The degree of coordination between leaf and root covariation was assessed using standardized major axis regressions (SMA) (Warton et al. 2012). Because we observed a clear differentiation within the resource economics spectrum only for leaf traits, we regressed the scores of the first PCAleaf axis against the CWM of each individual root trait. To explore relationships between the LEScom and soil nutrient variables, we performed linear regressions with the scores of the first axis of the PCAleaf as the dependent variable and each of the soil variables as the independent variable.

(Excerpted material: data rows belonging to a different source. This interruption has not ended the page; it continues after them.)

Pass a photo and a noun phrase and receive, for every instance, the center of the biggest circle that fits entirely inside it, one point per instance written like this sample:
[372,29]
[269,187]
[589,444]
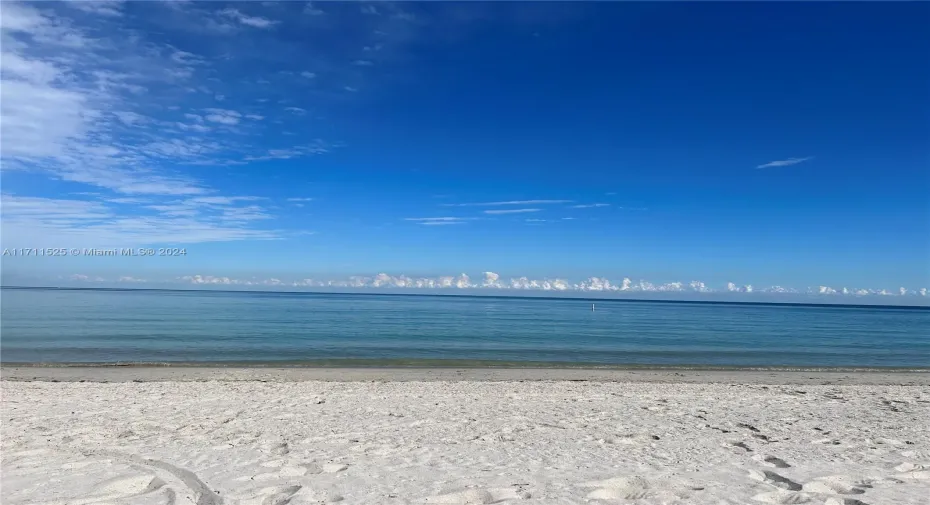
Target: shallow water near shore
[303,329]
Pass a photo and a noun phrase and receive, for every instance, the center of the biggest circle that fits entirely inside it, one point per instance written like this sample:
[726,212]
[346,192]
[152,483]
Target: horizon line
[337,291]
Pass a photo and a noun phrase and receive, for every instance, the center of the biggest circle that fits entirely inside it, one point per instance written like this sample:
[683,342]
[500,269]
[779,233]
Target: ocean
[40,325]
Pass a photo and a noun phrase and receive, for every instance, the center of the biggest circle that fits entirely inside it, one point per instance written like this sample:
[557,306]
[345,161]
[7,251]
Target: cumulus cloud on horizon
[494,281]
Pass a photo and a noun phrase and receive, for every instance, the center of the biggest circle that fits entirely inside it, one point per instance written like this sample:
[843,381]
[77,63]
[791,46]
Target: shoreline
[239,373]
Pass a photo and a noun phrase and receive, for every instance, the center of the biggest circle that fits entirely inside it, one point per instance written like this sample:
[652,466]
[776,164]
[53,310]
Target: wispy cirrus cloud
[590,205]
[510,211]
[87,99]
[253,21]
[507,202]
[785,163]
[51,222]
[439,221]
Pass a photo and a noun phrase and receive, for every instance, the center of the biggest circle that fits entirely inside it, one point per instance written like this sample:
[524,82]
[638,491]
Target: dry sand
[266,437]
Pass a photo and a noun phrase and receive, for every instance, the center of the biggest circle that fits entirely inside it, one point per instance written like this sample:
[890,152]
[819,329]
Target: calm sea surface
[48,325]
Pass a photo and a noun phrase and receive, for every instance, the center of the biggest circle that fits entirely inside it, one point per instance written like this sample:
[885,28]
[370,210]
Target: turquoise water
[102,326]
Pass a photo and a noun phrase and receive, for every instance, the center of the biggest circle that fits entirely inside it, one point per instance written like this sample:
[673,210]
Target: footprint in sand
[622,488]
[279,449]
[741,445]
[477,496]
[771,461]
[143,489]
[913,471]
[277,495]
[844,501]
[774,479]
[836,484]
[782,497]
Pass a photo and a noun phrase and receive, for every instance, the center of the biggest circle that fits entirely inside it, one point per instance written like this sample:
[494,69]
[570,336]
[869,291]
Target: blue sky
[763,144]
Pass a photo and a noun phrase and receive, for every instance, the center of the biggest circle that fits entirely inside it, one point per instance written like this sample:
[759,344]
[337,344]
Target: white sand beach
[254,437]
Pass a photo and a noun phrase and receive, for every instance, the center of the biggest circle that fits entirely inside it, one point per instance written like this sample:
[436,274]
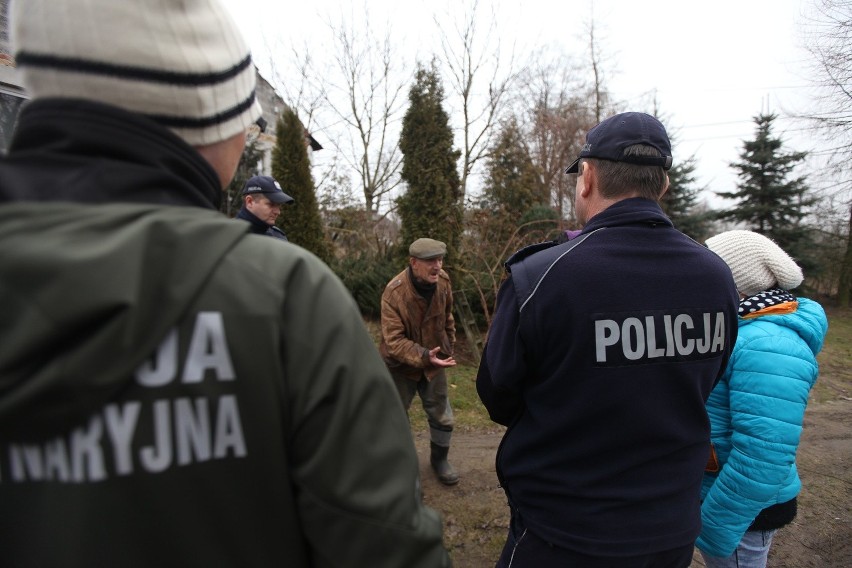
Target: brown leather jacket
[410,328]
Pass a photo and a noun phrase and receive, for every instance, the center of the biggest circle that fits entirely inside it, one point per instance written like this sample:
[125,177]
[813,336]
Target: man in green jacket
[175,391]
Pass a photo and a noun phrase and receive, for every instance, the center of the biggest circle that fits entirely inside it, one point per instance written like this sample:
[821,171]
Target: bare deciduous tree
[480,75]
[829,39]
[367,93]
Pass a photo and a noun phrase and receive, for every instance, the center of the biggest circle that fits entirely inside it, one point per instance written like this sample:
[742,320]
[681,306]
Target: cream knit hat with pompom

Following Lepš et al. (2011), we quantified the relative contribution of species turnover and intraspecific trait variation (ITV) in the variation of the functional structure of shrub assemblages by calculating three parameters for each plant organ: 1) “fixed” community trait values \( ={\sum}_{i=1}^s{p}_i{x}_i \), where pi is the relative abundance of each species in a given community, and xi is the mean trait values of each species across all sites (i.e., site-independent trait values), and vary only due to changes in species turnover; 2) “specific” community trait values \( ={\sum}_{i=1}^s{p}_i{x}_{i\_ site} \), where xi _ site is the mean trait values of each species within each site, which include both species turnover and ITV and; 3) “intraspecific variability” community trait values, which are calculated from the differences between the “specific” and “fixed” average traits and allow an estimation of the pure effects of ITV. We then performed individual PERMANOVAs for each parameter using sites as the independent factors to extract the sum of squares (SS) from each model (SSspecific, SSfixed, and SSintraspecific variability). Because species turnover and ITV could be responding to environmental factors in the same (= positive covariation) or opposite directions (= negative covariation), we calculated the covariation component (SScov) by subtracting SSfixed and SSintraspecific variability from SSfixed. All statistical analyses were performed using the R statistical environment (R Core Development Core, 2014).

Results

Sites differed in their soil physical and chemical properties, revealing differences in N, P and K availability across our study area. Our results show that P availability was lowest at the oldest site (PH) compared to the other three sites (χ2 = 231, P < 0.001, Table 2). Total N was higher in PH and QR compared to S1 and S2 (χ2 = 288.68, P < 0.001). This resulted in differences in N:P ratios that were highest in PH ≥ QR ≥ S1 ≥ S2 (χ2 = 4.05, P < 0.001). Sites also differed in their total K, which was significantly lower in PH and QR than in S2 (χ2 = 2.08, P < 0.001).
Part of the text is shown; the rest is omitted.